There is a tradeoff between what the model has predicted (model performance) and why the model has made such a prediction (model interpretability).
For some solutions, a high model performance is sufficient; in others, the ability to interpret the decisions made by the model is key. The demand for interpretability increases when there is a large cost for incorrect predictions, especially in high-risk applications.
Based on the model complexity, methods for model interpretability can be classified into intrinsic analysis and post hoc analysis.
-
Intrinsic analysis can be applied to interpret models that have low complexity (simple relationships between the input variables and the predictions). These models are based on:
-
Algorithms, such as linear regression, where the prediction is the weighted sum of the inputs
-
Decision trees, where the prediction is based on a set of if-then rules
The simple relationship between the inputs and output results in high model interpretability, but often leads to lower model performance, because the algorithms are unable to capture complex non-linear interactions.
-
-
Post hoc analysis can be applied to interpret simpler models, as described earlier, as well as more complex models, such as neural networks, which have the ability to capture non-linear interactions. These methods are often model-agnostic and provide mechanisms to interpret a trained model based on the inputs and output predictions. Post hoc analysis can be performed at a local level, or at a global level.
-
Local methods enable you to zoom in on a single data point and observe the behavior of the model in that neighborhood. They are an essential component for debugging and auditing ML model predictions. Examples of local methods include:
-
Local Interpretable Model-Agnostic Explanations (LIME), which provides a sparse, linear approximation of the model behavior around a data point
-
SHapley Additive exPlanations (SHAP), a game theoretic approach based on Shapley values which computes the marginal contribution of each input variable towards the output
-
Counterfactual explanations, which describe the smallest change in the input variables that causes a change in the model’s prediction
-
Integrated gradients, which provide mechanisms to attribute the model’s prediction to specific input variables
-
Saliency maps, which are a pixel attribution method to highlight relevant pixels in an image
-
-
Global methods enable you to zoom out and provide a holistic view that explains the overall behavior of the model. These methods are helpful for verifying that the model is robust and has the least possible bias to allow for fair decision making. Examples of global methods include:
-
Aggregating local explanations, as defined previously, across multiple data points
-
Permutation feature importance, which measures the importance of an input variable by computing the change in the model’s prediction due to permutations of the input variable
-
Partial dependence plots, which plot the relationship and the marginal effect of an input variable on the model’s prediction
-
Surrogate methods, which are simpler interpretable models that are trained to approximate the behavior of the original complex model
-
It is recommended to start the ML journey with a simple model that is both inherently interpretable and provides sufficient model performance. In later iterations, if you need to improve the model performance, AWS recommends increasing the model complexity and leveraging post hoc analysis methods to interpret the results.

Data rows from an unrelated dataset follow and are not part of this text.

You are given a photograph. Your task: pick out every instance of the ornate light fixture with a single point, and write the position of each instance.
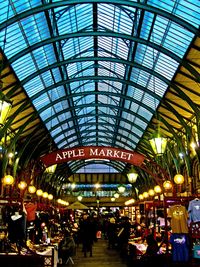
(39, 192)
(51, 169)
(132, 175)
(157, 142)
(179, 178)
(116, 195)
(31, 189)
(121, 189)
(22, 185)
(50, 197)
(167, 185)
(157, 189)
(5, 108)
(151, 192)
(79, 198)
(8, 180)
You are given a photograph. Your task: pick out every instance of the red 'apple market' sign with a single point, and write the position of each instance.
(92, 152)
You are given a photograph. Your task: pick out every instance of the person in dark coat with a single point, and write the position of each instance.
(67, 246)
(112, 233)
(86, 235)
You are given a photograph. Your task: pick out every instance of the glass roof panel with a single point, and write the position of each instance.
(38, 40)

Selecting both a local method and a global method gives you the ability to interpret the behavior of the model for a single data point, as well as across all data points in the dataset. It is also essential to validate the stability of model explanations, because methods in post-hoc analysis are susceptible to adversarial attacks, where small perturbations in the input could result in large changes in the output prediction and therefore in the model explanations as well.
Amazon SageMaker Clarify provides tools to detect bias in ML models and understand model predictions. SageMaker Clarify uses a model-agnostic feature attribution approach and provides a scalable and efficient implementation of SHAP.